The stress of the accident, the fallout with some people afterwards and the pressure of going back to work and trying to navigate life in general with that much pain and a neck brace were wearing on my nerves.
It was early one morning before Christmas and I was on my way to the Chiropractor’s office for a check-in and some treatment. The air was chilled, though not the Polar Vortex type weather Canada was treated to one winter before.
As I left the house and made my way down the driveway in the dark morning, I blew air into the dark sky above, thinking about what life looked like a mere weeks earlier. I often wondered around that time if ignorance truly was bliss.
If healing hurt this much and if it meant that so much of my life was going to look so vastly different, was it worth the stress I was going through?

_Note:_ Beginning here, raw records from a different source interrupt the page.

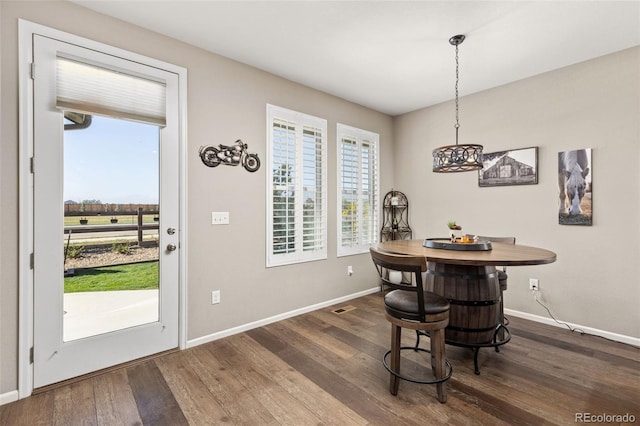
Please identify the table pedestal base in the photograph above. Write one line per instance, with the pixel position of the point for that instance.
(474, 296)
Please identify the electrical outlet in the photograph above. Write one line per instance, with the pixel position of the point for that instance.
(533, 284)
(219, 218)
(215, 297)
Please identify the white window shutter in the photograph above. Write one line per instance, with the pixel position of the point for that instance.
(296, 187)
(358, 190)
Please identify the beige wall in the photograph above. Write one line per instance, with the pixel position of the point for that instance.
(226, 101)
(595, 104)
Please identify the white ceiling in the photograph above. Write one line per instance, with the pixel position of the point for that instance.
(392, 56)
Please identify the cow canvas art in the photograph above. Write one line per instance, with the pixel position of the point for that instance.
(575, 185)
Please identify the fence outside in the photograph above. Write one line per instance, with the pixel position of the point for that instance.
(139, 226)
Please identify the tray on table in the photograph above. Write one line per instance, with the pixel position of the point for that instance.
(446, 244)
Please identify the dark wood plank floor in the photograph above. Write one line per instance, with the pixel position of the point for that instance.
(325, 368)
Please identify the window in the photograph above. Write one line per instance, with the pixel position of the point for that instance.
(358, 192)
(296, 187)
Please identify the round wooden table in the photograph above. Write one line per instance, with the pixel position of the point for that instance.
(469, 280)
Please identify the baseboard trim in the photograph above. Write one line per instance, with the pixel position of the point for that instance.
(634, 341)
(8, 397)
(255, 324)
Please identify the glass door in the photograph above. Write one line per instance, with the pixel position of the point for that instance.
(106, 211)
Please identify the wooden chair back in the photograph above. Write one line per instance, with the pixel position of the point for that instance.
(403, 263)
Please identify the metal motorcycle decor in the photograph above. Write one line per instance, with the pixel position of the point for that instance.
(230, 155)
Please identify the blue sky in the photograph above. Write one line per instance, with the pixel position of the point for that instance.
(114, 161)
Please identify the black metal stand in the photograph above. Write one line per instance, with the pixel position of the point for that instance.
(413, 379)
(496, 342)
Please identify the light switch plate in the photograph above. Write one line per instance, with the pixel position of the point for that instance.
(219, 218)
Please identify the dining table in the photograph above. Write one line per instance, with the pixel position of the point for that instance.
(468, 279)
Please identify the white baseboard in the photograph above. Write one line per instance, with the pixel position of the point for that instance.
(276, 318)
(8, 397)
(602, 333)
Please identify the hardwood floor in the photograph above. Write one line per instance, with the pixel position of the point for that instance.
(325, 368)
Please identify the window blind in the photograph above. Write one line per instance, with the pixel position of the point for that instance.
(92, 89)
(297, 216)
(358, 190)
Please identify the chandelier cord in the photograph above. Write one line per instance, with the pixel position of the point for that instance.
(457, 125)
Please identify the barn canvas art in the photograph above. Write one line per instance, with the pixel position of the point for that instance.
(514, 167)
(574, 184)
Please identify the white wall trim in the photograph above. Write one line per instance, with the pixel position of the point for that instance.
(255, 324)
(8, 397)
(596, 332)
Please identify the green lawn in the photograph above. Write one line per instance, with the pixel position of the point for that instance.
(137, 276)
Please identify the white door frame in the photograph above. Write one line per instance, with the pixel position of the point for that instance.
(26, 193)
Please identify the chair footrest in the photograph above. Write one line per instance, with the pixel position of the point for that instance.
(412, 379)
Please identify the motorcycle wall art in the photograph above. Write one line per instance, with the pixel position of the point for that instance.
(213, 156)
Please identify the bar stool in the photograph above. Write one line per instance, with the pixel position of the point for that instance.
(409, 306)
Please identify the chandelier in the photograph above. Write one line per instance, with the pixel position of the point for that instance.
(457, 158)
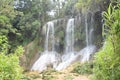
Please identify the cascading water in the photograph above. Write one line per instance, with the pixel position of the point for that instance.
(69, 49)
(90, 48)
(68, 55)
(48, 57)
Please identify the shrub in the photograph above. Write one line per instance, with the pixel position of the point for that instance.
(107, 60)
(85, 68)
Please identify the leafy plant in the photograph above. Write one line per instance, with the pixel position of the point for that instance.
(107, 60)
(85, 68)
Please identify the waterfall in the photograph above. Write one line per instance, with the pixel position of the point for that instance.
(50, 33)
(48, 57)
(51, 58)
(68, 55)
(90, 48)
(70, 36)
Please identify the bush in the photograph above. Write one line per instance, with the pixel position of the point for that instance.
(9, 67)
(9, 64)
(85, 68)
(107, 61)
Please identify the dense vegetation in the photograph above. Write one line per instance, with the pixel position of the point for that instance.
(21, 22)
(107, 60)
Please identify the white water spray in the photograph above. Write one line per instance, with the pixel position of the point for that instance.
(48, 57)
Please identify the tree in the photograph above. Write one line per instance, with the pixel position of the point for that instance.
(107, 61)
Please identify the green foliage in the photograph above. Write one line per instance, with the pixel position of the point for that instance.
(9, 67)
(47, 75)
(9, 64)
(3, 44)
(85, 68)
(19, 51)
(107, 60)
(68, 78)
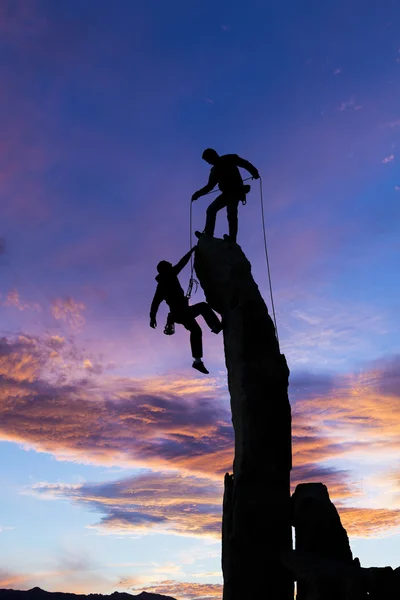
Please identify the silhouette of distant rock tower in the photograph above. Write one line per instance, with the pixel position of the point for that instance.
(256, 509)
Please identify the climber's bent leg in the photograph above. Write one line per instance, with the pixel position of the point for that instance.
(204, 310)
(211, 214)
(196, 341)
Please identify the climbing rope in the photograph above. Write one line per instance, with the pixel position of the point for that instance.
(192, 280)
(194, 283)
(266, 256)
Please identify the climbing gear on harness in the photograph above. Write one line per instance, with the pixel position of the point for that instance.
(169, 328)
(246, 189)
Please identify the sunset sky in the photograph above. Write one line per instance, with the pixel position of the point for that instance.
(113, 449)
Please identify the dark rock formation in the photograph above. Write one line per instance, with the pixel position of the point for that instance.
(317, 523)
(319, 533)
(39, 594)
(256, 509)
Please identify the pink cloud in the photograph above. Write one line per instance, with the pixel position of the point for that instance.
(186, 590)
(69, 311)
(13, 300)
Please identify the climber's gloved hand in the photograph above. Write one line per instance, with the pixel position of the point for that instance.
(195, 196)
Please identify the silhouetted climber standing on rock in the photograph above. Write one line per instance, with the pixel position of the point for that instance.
(226, 174)
(170, 290)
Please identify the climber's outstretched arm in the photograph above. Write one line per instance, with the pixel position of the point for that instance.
(158, 298)
(183, 262)
(245, 164)
(212, 182)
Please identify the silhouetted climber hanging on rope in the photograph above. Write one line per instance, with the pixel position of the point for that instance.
(226, 174)
(170, 290)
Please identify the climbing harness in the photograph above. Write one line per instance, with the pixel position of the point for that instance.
(169, 328)
(266, 256)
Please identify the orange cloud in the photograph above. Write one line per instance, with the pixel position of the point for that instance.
(369, 522)
(69, 311)
(184, 590)
(186, 428)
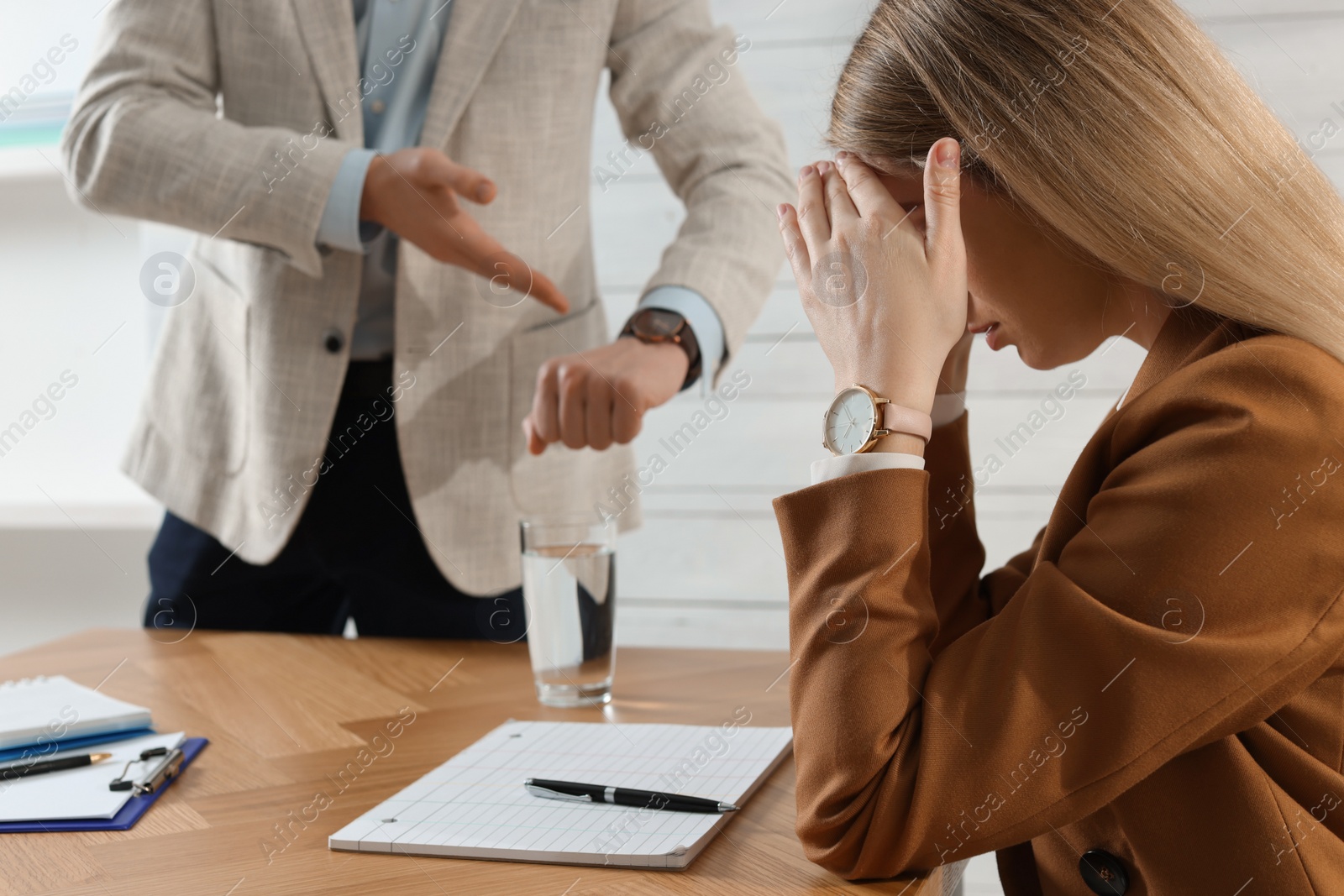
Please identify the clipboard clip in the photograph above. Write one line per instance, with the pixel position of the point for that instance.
(167, 770)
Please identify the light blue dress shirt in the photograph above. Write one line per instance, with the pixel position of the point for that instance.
(398, 43)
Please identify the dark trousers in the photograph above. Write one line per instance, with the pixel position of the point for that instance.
(356, 553)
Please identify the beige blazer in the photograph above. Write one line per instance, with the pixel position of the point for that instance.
(192, 109)
(1152, 691)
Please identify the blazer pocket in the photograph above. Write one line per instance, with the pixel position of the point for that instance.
(199, 392)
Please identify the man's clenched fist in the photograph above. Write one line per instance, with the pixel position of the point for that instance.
(600, 396)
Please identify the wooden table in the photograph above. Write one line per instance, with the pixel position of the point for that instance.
(286, 714)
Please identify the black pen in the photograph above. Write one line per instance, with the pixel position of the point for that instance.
(622, 797)
(24, 768)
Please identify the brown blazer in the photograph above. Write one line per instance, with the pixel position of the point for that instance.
(1159, 678)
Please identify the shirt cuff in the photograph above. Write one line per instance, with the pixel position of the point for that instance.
(833, 468)
(699, 316)
(339, 228)
(948, 407)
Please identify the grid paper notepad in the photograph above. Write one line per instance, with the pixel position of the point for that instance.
(475, 806)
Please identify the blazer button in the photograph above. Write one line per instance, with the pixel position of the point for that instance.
(1104, 873)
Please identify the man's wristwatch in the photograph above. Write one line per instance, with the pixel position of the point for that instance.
(858, 418)
(659, 325)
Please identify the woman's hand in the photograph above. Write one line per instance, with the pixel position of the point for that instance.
(886, 298)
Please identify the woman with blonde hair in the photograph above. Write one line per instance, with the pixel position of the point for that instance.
(1148, 700)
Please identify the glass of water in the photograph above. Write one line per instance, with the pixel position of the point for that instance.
(569, 590)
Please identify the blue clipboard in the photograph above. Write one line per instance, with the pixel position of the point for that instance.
(124, 820)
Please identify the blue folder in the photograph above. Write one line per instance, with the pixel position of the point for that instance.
(124, 820)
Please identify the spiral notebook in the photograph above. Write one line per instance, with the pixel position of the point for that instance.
(475, 806)
(55, 710)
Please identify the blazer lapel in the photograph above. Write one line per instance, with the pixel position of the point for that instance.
(475, 31)
(328, 31)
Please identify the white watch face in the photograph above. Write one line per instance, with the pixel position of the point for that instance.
(850, 422)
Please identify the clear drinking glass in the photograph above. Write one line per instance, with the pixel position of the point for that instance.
(569, 590)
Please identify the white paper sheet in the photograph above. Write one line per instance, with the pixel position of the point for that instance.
(81, 793)
(475, 806)
(55, 708)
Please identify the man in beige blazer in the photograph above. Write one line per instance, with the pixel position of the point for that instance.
(335, 417)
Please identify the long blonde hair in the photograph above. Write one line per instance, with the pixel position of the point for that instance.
(1121, 127)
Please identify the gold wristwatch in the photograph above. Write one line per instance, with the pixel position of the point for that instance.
(858, 418)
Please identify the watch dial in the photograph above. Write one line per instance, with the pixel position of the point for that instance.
(659, 322)
(850, 422)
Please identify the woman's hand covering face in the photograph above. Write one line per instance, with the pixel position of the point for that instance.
(886, 297)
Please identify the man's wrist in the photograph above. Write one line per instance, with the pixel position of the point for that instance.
(370, 208)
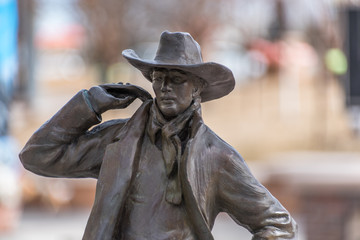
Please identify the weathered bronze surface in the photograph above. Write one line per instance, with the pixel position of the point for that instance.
(162, 174)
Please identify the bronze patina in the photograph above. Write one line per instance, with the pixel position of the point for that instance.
(162, 174)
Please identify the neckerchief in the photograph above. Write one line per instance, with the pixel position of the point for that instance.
(171, 145)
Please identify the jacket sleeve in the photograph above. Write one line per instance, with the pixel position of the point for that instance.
(64, 147)
(250, 204)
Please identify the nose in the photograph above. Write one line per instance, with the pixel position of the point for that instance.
(165, 85)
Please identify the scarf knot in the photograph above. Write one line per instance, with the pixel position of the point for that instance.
(171, 144)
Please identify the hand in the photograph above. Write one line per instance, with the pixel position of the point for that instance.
(115, 96)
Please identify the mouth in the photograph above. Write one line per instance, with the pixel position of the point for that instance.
(167, 100)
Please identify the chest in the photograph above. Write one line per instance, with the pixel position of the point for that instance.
(147, 213)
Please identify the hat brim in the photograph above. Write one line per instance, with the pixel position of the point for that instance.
(220, 80)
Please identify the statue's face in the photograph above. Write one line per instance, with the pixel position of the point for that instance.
(174, 91)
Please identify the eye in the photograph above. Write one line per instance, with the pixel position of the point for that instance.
(178, 80)
(157, 79)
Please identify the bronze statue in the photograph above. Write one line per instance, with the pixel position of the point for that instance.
(162, 174)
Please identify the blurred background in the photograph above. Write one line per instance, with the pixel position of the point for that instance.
(294, 114)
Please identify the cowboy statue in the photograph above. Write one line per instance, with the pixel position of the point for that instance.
(162, 174)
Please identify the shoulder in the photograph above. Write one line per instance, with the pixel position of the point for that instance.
(109, 125)
(222, 152)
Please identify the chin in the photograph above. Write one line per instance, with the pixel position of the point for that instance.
(169, 113)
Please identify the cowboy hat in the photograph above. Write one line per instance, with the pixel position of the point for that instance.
(180, 51)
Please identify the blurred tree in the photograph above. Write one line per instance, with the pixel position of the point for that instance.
(201, 18)
(108, 34)
(25, 79)
(114, 25)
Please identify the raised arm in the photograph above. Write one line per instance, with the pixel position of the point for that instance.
(251, 205)
(64, 147)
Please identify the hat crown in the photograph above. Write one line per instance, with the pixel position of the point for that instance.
(178, 48)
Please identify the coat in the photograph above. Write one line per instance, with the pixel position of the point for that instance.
(213, 175)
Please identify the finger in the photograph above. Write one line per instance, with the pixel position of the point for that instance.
(128, 89)
(124, 102)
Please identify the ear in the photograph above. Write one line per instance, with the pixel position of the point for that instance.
(196, 92)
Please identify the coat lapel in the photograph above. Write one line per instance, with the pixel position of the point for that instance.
(189, 177)
(119, 163)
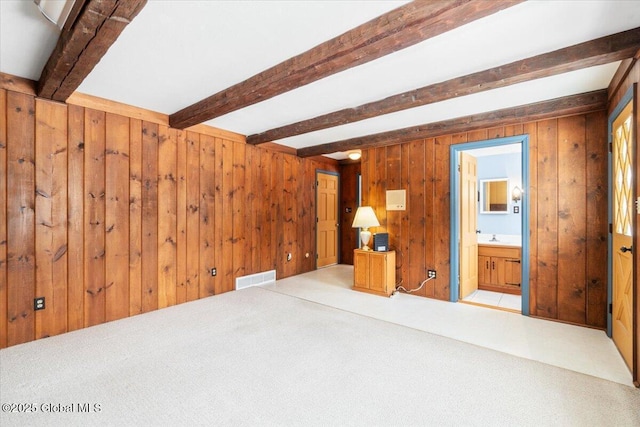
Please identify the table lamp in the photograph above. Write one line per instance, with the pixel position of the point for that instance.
(365, 218)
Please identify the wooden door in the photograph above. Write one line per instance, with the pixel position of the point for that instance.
(327, 234)
(622, 308)
(468, 225)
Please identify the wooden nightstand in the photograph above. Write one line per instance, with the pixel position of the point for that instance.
(374, 272)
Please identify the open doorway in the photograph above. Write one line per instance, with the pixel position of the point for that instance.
(490, 223)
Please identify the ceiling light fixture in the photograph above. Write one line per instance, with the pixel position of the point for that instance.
(354, 154)
(56, 11)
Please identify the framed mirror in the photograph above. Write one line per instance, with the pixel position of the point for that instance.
(494, 196)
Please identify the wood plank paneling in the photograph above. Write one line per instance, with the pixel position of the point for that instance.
(149, 216)
(572, 219)
(94, 218)
(181, 217)
(20, 218)
(547, 215)
(135, 217)
(193, 216)
(3, 218)
(167, 217)
(207, 212)
(75, 211)
(531, 130)
(219, 220)
(441, 217)
(117, 216)
(349, 200)
(227, 212)
(260, 205)
(51, 217)
(267, 260)
(277, 230)
(241, 257)
(416, 210)
(567, 200)
(596, 215)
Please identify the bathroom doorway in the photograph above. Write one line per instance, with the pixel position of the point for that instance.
(490, 223)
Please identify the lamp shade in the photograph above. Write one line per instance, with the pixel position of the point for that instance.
(365, 218)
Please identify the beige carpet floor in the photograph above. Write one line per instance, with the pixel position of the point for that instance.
(255, 357)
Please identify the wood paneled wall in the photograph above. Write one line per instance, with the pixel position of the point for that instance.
(108, 216)
(568, 202)
(348, 199)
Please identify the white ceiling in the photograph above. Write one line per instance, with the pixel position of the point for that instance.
(177, 52)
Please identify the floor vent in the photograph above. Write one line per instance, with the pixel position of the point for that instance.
(256, 279)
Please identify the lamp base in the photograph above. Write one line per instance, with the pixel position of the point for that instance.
(365, 236)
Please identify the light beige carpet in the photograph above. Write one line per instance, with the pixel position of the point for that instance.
(255, 357)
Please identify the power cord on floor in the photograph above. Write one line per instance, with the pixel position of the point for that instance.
(402, 288)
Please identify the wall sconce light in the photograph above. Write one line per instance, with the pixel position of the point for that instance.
(354, 154)
(516, 194)
(365, 218)
(56, 11)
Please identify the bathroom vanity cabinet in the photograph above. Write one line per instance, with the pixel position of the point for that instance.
(499, 268)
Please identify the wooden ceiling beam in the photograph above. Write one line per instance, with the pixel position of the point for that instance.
(393, 31)
(566, 106)
(604, 50)
(92, 27)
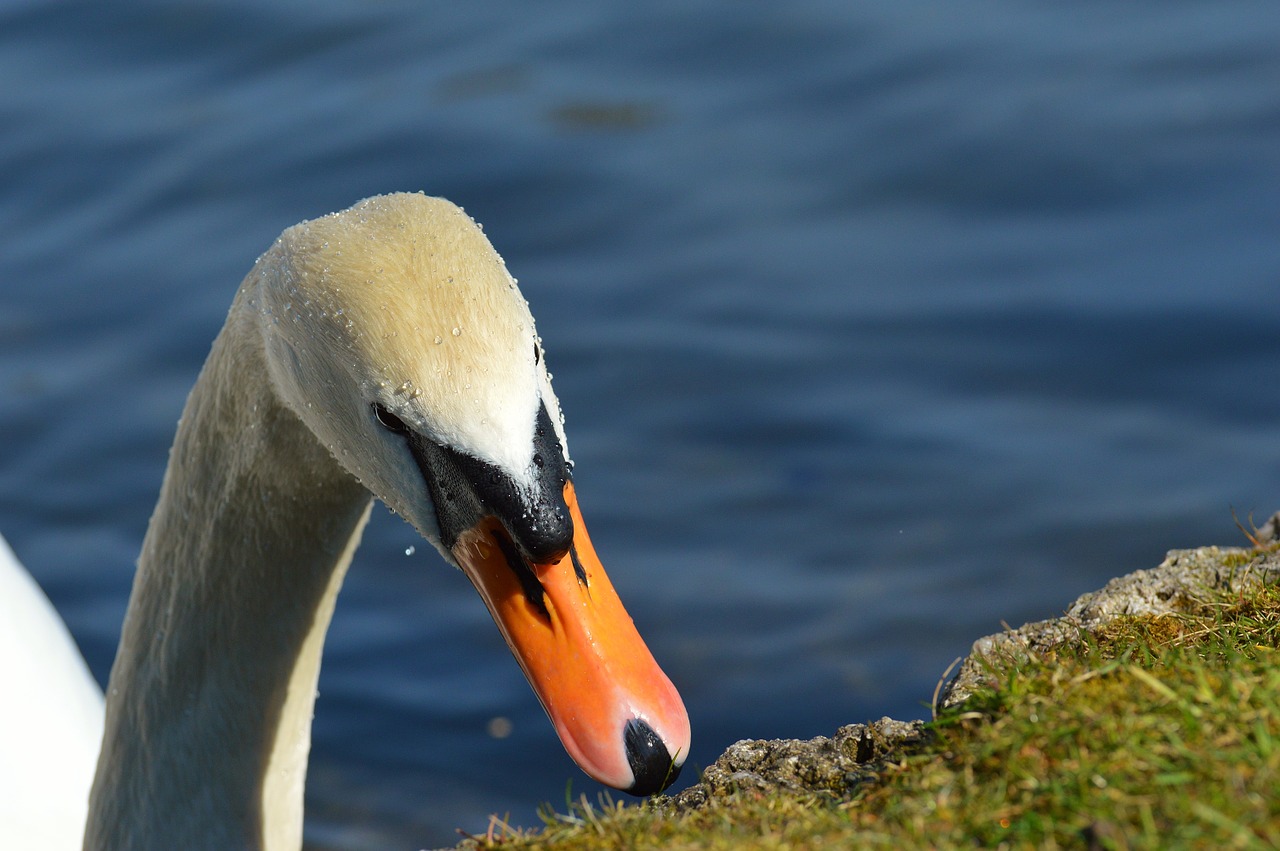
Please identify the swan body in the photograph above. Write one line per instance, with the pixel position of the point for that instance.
(49, 739)
(383, 351)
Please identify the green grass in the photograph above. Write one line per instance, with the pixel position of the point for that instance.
(1152, 733)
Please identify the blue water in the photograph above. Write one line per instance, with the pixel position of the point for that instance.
(877, 325)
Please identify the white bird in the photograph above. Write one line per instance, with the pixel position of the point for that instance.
(383, 351)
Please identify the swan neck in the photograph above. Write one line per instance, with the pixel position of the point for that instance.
(210, 699)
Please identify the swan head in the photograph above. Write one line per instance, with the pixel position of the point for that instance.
(393, 330)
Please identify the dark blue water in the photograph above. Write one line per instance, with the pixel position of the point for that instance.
(876, 325)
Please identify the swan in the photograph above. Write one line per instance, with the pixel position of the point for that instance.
(383, 351)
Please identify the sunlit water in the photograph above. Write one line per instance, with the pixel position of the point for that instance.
(877, 325)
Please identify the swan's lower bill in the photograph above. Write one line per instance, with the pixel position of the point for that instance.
(613, 708)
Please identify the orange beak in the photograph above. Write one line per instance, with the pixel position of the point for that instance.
(613, 708)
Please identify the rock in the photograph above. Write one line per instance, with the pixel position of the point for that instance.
(1183, 577)
(855, 753)
(816, 765)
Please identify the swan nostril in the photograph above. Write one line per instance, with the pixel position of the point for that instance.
(388, 420)
(652, 764)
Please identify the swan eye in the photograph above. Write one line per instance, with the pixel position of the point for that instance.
(388, 420)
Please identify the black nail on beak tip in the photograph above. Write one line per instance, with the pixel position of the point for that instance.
(650, 764)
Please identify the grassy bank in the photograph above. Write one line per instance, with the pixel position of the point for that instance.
(1146, 731)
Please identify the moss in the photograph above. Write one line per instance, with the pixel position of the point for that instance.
(1147, 732)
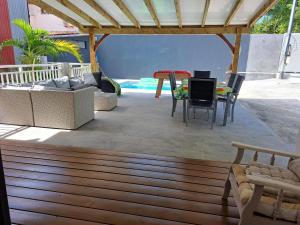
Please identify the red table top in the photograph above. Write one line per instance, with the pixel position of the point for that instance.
(177, 72)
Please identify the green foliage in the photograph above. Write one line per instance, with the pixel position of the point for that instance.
(37, 43)
(277, 19)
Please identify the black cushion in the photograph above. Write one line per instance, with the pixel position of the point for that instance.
(106, 86)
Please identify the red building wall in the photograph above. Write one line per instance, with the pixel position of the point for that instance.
(7, 56)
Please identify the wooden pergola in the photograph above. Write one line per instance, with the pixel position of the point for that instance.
(160, 17)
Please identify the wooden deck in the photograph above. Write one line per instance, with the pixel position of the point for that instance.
(51, 185)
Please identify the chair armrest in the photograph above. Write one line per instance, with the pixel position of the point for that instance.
(262, 181)
(242, 147)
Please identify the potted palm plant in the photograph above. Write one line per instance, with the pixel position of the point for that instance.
(37, 43)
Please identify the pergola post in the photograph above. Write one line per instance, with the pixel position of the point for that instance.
(92, 50)
(236, 52)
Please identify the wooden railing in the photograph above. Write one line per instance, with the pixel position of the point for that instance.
(14, 74)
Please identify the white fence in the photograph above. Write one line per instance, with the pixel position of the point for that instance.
(14, 74)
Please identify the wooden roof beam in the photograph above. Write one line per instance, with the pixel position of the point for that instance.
(79, 12)
(262, 12)
(55, 12)
(178, 12)
(205, 12)
(102, 12)
(152, 11)
(233, 11)
(173, 30)
(127, 12)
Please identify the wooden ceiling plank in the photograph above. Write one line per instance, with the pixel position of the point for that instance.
(127, 12)
(103, 12)
(173, 30)
(79, 12)
(152, 11)
(262, 12)
(233, 11)
(206, 7)
(55, 12)
(178, 12)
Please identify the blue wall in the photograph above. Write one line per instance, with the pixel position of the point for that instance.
(136, 56)
(139, 56)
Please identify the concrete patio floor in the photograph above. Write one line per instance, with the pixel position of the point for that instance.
(143, 124)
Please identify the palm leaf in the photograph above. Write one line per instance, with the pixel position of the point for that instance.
(37, 43)
(70, 47)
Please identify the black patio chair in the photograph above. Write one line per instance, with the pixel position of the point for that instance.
(231, 80)
(239, 79)
(202, 94)
(201, 74)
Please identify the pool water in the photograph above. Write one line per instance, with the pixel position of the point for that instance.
(144, 84)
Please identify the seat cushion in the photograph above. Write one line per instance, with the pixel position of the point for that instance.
(290, 207)
(62, 82)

I walked along silently, headphones in, listening to a favorite playlist as the world around me woke up to greet the day.
I approached a bus shelter and scrawled on the inside, I managed a small smile when I spotted a graffiti heart.
Beneath it were the words, “Clear the way!” and immediately I recognized that the Universe was trying to tell me something, especially because the hearts showed up while I was in the midst of a worry session for one. It wasn’t quite a pity party, but it sure did tap into the most basic worries that one might have when the consistencies and constants shift beneath their feet.
Like a good friend, the Universe reminds us that the cost of a negative thought is far greater than the risk of sticking to one.